In more recent times, I’ve had three kids and it’s become something of a  ‘last chance saloon’ situation, but fortunately I’ve matured enough to realise that the supermodel ship has sailed.  I’ve learned that a healthy lifestyle is easier to maintain if I lighten up a little on the pressure for perfection.

I feel proud of myself for reaching a point where I no longer torture myself on a daily basis about my appearance because, quite frankly, it’s not a fun way to live.

I would find it easier to feel proud of myself if I wasn’t so frequently reminded of the terrible burden I am placing on the rest of the population.
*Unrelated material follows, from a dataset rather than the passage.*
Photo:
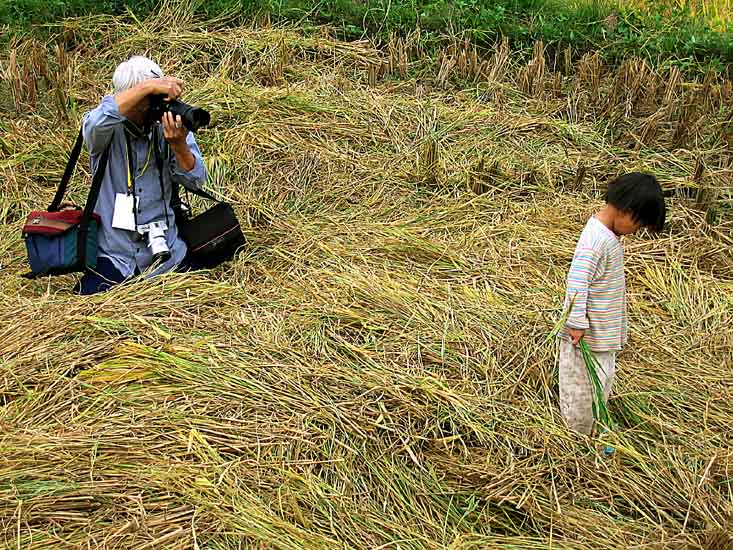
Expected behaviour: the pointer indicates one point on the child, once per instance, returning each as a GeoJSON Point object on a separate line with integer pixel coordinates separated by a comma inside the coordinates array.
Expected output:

As someone who won’t be pulling on the skinny jeans any time soon, I keep company with celebrities who are pilloried as bad role models despite being smart, articulate and funny.  I am subjected to stock footage of wobbly bottoms and heaving man bosoms behind voiceovers about anything from fast food to school sports to that great unifier of the masses – the misspending of taxpayers’ dollars.

If we are to believe the headlines, hardworking, thinner Australians are subsidising fat people’s wanton destruction of the Australian health system.  Fat people seem to be the last remaining group at which it is socially acceptable to throw verbal rotten tomatoes without anyone telling you it’s discriminatory.  If we’re not careful the real health crisis we’ll be facing won’t be an increased incidence of diabetes and heart disease, but the mental health problems derived from constantly making people feel so darn bad about themselves.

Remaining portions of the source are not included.